Verified on RHV-4.4.7-6:
The checksums match.


(In reply to Nir Soffer from comment #3)
> Real flow reproducing the issue.
> 
> 1. Create test disk 
> 
> $ virt-builder fedora-32 -o fedora-32.qcow2 \
>     --format=qcow2 \
>     --hostname=f32 \
>     --ssh-inject=root \
>     --root-password=password:root -\
>     --selinux-relabel \
>     --install=qemu-guest-agent
> 
> 2. Upload disk to iscsi/fc storage
> 
> $ upload_disk.py -c my_engine --sd-name my_sd --disk-sparse fedora-32.qcow2
> 
> 4. Create vm with disk using:
> 
> interface: virtio-scsi
> enable-discard: yes
> 
> Looks like enable discard cannot be enabled when attaching new vm
> to a disk.
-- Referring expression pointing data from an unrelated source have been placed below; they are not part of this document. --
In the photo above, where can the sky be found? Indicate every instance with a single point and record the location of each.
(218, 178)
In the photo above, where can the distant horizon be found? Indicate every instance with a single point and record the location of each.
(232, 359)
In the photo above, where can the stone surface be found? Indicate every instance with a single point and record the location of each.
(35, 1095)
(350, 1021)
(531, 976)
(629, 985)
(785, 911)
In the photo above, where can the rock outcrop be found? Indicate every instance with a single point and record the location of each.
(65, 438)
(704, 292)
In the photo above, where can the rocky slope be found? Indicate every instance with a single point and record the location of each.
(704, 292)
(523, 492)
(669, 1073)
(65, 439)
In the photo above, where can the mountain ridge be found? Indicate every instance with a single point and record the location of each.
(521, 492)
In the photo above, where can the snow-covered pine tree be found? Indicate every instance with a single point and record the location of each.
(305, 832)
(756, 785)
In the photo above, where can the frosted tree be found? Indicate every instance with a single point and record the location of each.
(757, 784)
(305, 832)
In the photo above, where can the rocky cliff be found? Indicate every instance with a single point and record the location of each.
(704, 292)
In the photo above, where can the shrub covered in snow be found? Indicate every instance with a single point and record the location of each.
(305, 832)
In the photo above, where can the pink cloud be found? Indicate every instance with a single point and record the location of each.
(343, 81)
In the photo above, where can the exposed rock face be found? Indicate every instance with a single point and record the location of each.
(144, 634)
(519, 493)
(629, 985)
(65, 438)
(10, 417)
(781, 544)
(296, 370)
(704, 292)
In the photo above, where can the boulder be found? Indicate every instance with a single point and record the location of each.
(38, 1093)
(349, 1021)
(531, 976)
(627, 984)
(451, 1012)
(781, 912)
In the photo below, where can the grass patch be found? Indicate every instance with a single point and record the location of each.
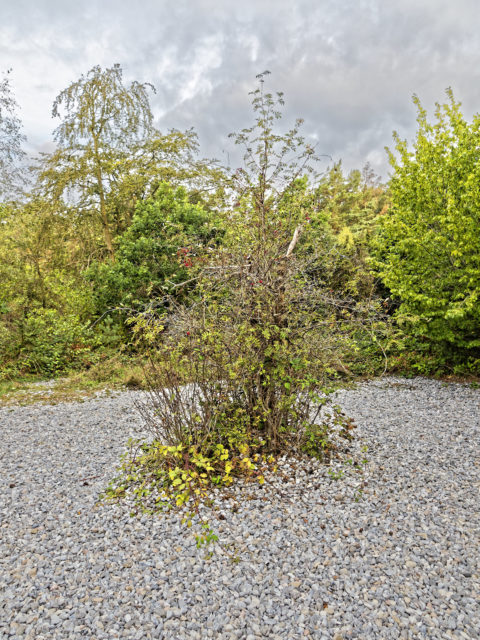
(116, 372)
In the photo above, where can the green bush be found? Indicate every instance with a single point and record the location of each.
(53, 343)
(428, 248)
(161, 248)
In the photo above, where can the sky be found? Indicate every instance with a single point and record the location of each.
(349, 68)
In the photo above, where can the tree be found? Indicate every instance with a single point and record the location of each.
(11, 140)
(256, 341)
(101, 120)
(110, 156)
(428, 248)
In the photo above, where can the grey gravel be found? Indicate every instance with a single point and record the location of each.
(389, 550)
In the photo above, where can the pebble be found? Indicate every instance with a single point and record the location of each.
(388, 549)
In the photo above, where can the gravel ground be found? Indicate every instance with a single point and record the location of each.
(390, 550)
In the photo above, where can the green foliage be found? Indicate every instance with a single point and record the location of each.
(173, 476)
(352, 205)
(244, 365)
(163, 247)
(11, 140)
(428, 248)
(54, 342)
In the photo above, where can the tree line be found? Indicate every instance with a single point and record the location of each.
(121, 222)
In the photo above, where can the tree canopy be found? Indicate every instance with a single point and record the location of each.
(428, 249)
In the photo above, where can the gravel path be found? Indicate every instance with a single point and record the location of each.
(391, 551)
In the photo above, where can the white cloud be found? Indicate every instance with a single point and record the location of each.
(349, 68)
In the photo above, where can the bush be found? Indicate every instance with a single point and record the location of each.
(244, 366)
(162, 247)
(53, 343)
(428, 247)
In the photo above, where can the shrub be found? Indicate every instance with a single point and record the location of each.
(428, 249)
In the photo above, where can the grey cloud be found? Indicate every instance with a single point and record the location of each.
(348, 68)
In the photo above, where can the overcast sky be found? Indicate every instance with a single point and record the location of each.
(348, 67)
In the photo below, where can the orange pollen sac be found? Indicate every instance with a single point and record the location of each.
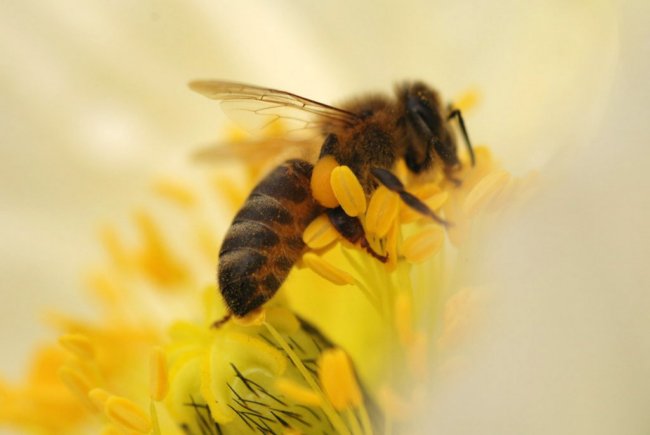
(321, 187)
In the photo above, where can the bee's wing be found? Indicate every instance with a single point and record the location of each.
(295, 113)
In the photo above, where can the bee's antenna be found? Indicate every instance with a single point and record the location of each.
(391, 182)
(455, 113)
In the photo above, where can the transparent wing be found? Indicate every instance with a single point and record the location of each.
(256, 108)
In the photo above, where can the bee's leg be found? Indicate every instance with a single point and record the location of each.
(351, 228)
(455, 113)
(388, 179)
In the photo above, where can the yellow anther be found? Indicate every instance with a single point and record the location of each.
(417, 355)
(175, 192)
(127, 414)
(467, 100)
(348, 191)
(79, 345)
(110, 429)
(321, 187)
(98, 397)
(338, 380)
(327, 270)
(382, 212)
(283, 319)
(423, 245)
(77, 383)
(157, 260)
(484, 191)
(320, 233)
(297, 392)
(404, 318)
(431, 195)
(159, 375)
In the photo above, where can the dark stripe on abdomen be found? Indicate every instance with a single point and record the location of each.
(265, 238)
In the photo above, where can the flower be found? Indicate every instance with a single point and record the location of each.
(572, 331)
(152, 360)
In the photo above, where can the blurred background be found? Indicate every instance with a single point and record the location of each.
(95, 103)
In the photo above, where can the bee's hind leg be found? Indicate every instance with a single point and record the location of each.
(351, 228)
(391, 182)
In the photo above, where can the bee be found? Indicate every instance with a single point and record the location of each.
(368, 135)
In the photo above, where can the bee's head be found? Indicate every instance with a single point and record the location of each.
(426, 132)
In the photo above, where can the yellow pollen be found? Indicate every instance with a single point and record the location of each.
(175, 192)
(159, 374)
(431, 195)
(382, 211)
(77, 383)
(327, 270)
(79, 345)
(127, 414)
(404, 318)
(98, 397)
(485, 191)
(297, 392)
(321, 187)
(417, 355)
(283, 319)
(109, 429)
(156, 259)
(421, 246)
(348, 191)
(320, 233)
(467, 100)
(338, 380)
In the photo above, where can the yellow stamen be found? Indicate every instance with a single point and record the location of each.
(77, 383)
(417, 355)
(338, 380)
(175, 192)
(484, 191)
(283, 319)
(431, 195)
(297, 392)
(127, 414)
(159, 374)
(98, 397)
(348, 191)
(79, 345)
(467, 100)
(327, 270)
(156, 259)
(404, 318)
(321, 187)
(109, 429)
(424, 244)
(254, 318)
(320, 233)
(382, 211)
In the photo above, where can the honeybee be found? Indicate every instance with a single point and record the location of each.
(368, 135)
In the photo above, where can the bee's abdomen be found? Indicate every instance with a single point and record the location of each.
(265, 238)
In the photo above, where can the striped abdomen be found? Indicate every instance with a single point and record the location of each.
(265, 238)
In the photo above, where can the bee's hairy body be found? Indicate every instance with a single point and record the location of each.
(368, 135)
(265, 238)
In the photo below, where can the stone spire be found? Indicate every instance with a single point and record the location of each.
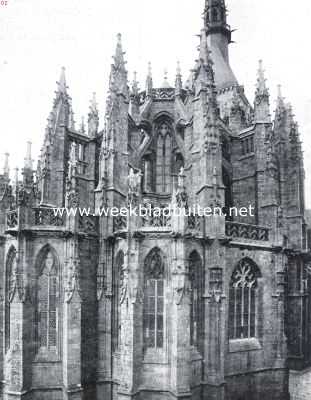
(28, 160)
(165, 83)
(82, 126)
(204, 73)
(261, 104)
(62, 87)
(118, 74)
(178, 81)
(93, 117)
(149, 81)
(135, 87)
(134, 99)
(28, 167)
(218, 31)
(6, 168)
(281, 120)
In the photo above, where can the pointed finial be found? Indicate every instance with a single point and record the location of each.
(119, 54)
(261, 102)
(62, 87)
(178, 83)
(28, 160)
(135, 88)
(6, 168)
(280, 98)
(204, 50)
(93, 101)
(16, 176)
(149, 82)
(165, 79)
(82, 125)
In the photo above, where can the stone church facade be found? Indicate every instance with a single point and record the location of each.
(159, 308)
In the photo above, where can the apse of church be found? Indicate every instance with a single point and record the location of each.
(156, 307)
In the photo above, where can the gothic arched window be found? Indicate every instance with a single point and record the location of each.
(163, 165)
(196, 304)
(117, 282)
(48, 303)
(243, 301)
(148, 174)
(179, 162)
(10, 287)
(154, 300)
(214, 15)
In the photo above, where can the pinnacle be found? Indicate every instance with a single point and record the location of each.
(135, 88)
(165, 83)
(6, 168)
(280, 98)
(119, 54)
(62, 87)
(261, 87)
(93, 105)
(149, 82)
(28, 160)
(178, 82)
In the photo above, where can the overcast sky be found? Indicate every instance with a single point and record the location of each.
(38, 37)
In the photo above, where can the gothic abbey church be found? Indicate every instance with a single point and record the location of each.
(159, 308)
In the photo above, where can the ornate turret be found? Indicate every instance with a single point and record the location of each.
(28, 167)
(149, 81)
(118, 75)
(6, 168)
(219, 38)
(204, 73)
(261, 104)
(178, 80)
(134, 99)
(215, 15)
(93, 118)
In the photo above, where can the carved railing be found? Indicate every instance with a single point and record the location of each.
(88, 224)
(47, 216)
(12, 219)
(247, 231)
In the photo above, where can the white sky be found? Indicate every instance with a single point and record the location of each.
(37, 37)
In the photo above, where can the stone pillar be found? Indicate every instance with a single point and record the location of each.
(72, 388)
(104, 302)
(17, 371)
(215, 325)
(131, 326)
(131, 301)
(281, 342)
(180, 333)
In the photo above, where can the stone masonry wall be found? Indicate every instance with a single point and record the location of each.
(300, 385)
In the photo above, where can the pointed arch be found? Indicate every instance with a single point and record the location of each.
(196, 279)
(227, 181)
(10, 267)
(244, 300)
(153, 322)
(117, 283)
(47, 299)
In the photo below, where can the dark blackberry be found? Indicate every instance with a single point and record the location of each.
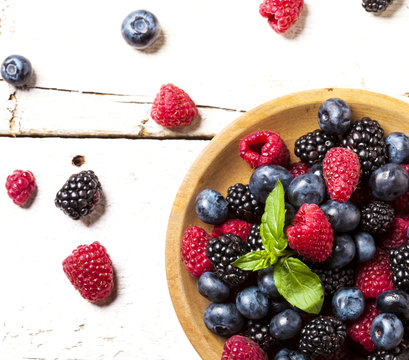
(399, 264)
(376, 5)
(79, 195)
(376, 217)
(243, 205)
(222, 251)
(313, 146)
(322, 336)
(365, 138)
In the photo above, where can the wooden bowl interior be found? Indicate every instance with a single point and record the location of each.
(220, 166)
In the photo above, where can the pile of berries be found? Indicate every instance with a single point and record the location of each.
(346, 219)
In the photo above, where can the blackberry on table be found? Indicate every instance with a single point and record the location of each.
(222, 251)
(243, 205)
(313, 146)
(79, 195)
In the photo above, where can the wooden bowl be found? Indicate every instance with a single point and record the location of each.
(220, 166)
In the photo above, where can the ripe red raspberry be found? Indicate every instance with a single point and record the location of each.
(264, 148)
(172, 107)
(374, 276)
(20, 185)
(233, 226)
(242, 348)
(341, 173)
(89, 268)
(194, 244)
(310, 233)
(281, 14)
(360, 330)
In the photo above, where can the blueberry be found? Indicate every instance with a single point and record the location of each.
(16, 70)
(386, 331)
(212, 288)
(223, 319)
(395, 302)
(140, 29)
(344, 217)
(389, 182)
(264, 179)
(397, 145)
(334, 116)
(252, 303)
(365, 246)
(348, 304)
(285, 325)
(211, 207)
(343, 251)
(306, 189)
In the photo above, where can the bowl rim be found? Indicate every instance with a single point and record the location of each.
(173, 261)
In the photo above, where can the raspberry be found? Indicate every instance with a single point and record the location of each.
(233, 226)
(89, 268)
(281, 14)
(299, 168)
(242, 348)
(264, 148)
(172, 107)
(310, 233)
(341, 173)
(20, 185)
(194, 245)
(374, 276)
(360, 330)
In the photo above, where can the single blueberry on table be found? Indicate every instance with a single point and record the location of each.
(212, 288)
(16, 70)
(140, 29)
(223, 319)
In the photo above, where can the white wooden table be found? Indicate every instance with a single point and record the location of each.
(92, 97)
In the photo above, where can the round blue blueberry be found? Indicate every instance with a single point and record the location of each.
(264, 179)
(365, 246)
(306, 189)
(397, 144)
(285, 325)
(140, 29)
(348, 304)
(211, 207)
(16, 70)
(343, 251)
(334, 116)
(386, 331)
(223, 319)
(344, 217)
(252, 303)
(389, 182)
(212, 288)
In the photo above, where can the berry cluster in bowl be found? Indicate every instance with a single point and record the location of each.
(309, 260)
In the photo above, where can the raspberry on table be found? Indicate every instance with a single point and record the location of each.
(173, 107)
(194, 245)
(264, 148)
(20, 185)
(89, 268)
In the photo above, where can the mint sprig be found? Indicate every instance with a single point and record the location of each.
(294, 280)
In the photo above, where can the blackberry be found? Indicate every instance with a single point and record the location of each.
(222, 251)
(376, 5)
(376, 217)
(322, 336)
(243, 205)
(313, 146)
(365, 138)
(399, 264)
(79, 195)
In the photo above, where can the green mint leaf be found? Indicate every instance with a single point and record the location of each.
(299, 285)
(272, 222)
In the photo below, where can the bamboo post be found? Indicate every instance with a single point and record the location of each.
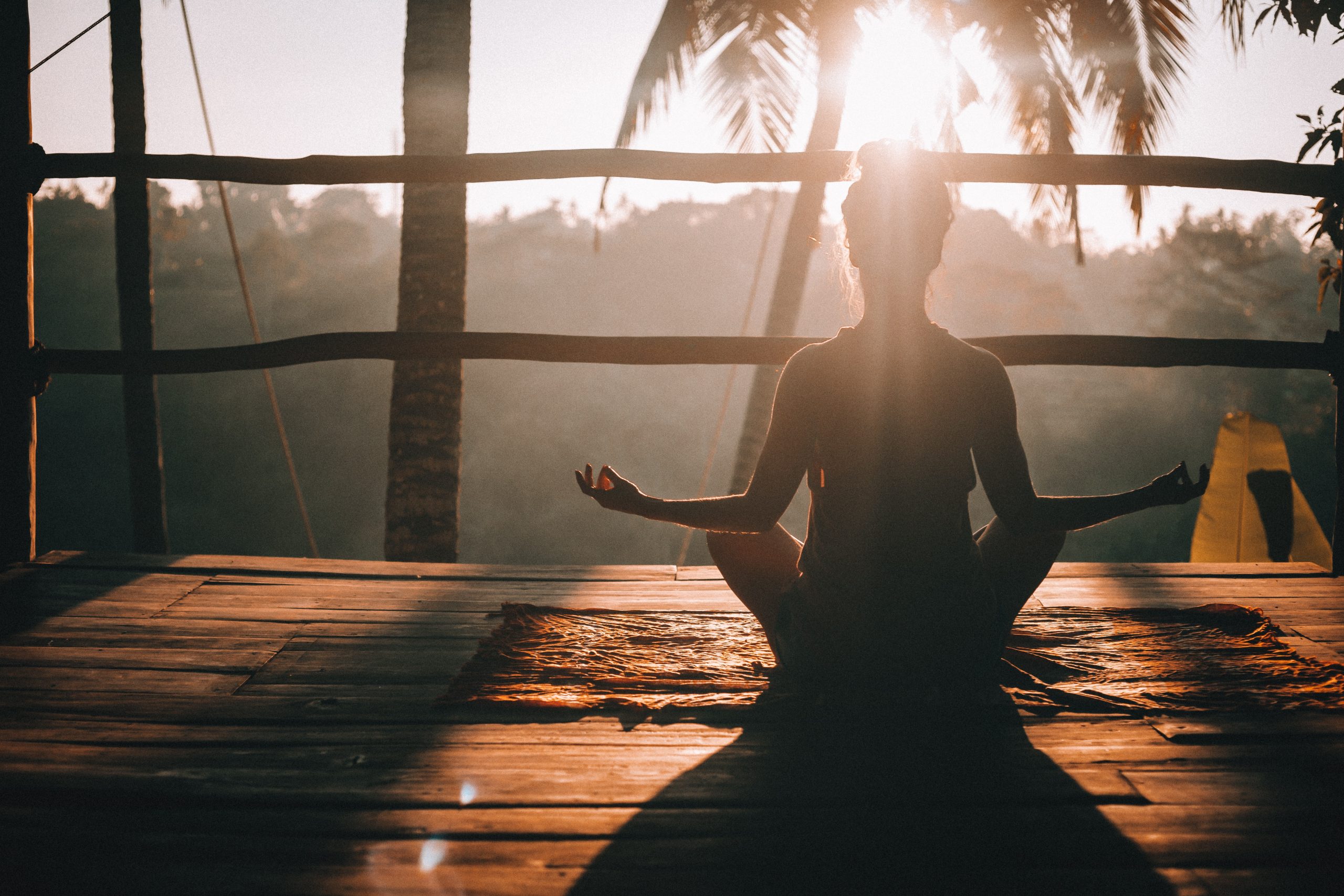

Edit the disk after creating the vm to enable discard.
> 
> 5. Start the vm
> 
> 6. Create a big file
> 
> In the guest run:
> 
>     # dd if=/dev/urandom bs=1M count=1024 of=big-file conv=fsync
> 
> 7. Create snapshot 1
> 
> 8. Delete the file and trim
> 
> In the guest run:
> 
>    # rm big-file
>    # fstrim -av
> 
> This creates a lot of zeroed clusters in the active vm disk snapshot.
> 
> 9. Shutdown the vm
> 
> 10. List disk snapshots
> 
> $ ./list_disk_snapshots.py -c my_engine 04e20159-443a-447e-bc2c-5620515137dc
> [
>   {
>     "actual_size": 4026531840,
>     "format": "cow",
>     "id": "f18550e7-d2b2-427a-bbd0-d39d5d93cdf1",
>     "parent": null,
>     "status": "ok"
>   },
>   {
>     "actual_size": 1073741824,
>     "format": "cow",
>     "id": "11e79858-d972-4e50-a4d3-501f759c09d7",
>     "parent": "f18550e7-d2b2-427a-bbd0-d39d5d93cdf1",
>     "status": "ok"
>   }
> ]
> 
> 11. Download base image
> 
> $ ./download_disk_snapshot.py -c my_engine my_sd
> f18550e7-d2b2-427a-bbd0-d39d5d93cdf1  base.qcow2
> 
> 12. Download top image rebasing on top of base.qcow2
> 
> $  ./download_disk_snapshot.py -c my_engine my_sd
> 11e79858-d972-4e50-a4d3-501f759c09d7 --backing-file base.qcow2 snap1.qcow2
> 
> 13. Create checksum for the original disk
> 
> $ ./checksuk_disk.py -c my_engine 04e20159-443a-447e-bc2c-5620515137dc
> {
>     "algorithm": "blake2b",
>     "block_size": 4194304,
>     "checksum":
> "73942588b8c2734598d9636499a1324392305056ddd293a04c207de0e56d39c4"
> }
> 
> 14. Create checksum for the downloaded image
> 
> $ ./checksum_image.py snap1.qcow2
> {
>   "algorithm": "blake2b",
>   "block_size": 4194304,
>   "checksum":
> "73942588b8c2734598d9636499a1324392305056ddd293a04c207de0e56d39c4"
> }
> 
> The checksums must match.
> 
> 15. Upload downloaded image to new disk
> 
> $ ./upload_disk.py -c my_engine --sd-name my_sd --disk-format qcow2
> --disk-sparse snap1.qcow2
> 
> 16. Create new vm from this disk and start the vm
> 
> The VM must boot normally.

Verified on RHV-4.4.7-6:
The checksums match and the VM boot normally.

Moving to 'Verified'.

Comment 9 Sandro Bonazzola 2021-07-28 14:16:50 UTC
This bugzilla is included in oVirt 4.4.7 release, published on July 6th 2021.

Since the problem described in this bug report should be resolved in oVirt 4.4.7 release, it has been closed with a resolution of CURRENT RELEASE.

If the solution does not work for you, please open a new bug report.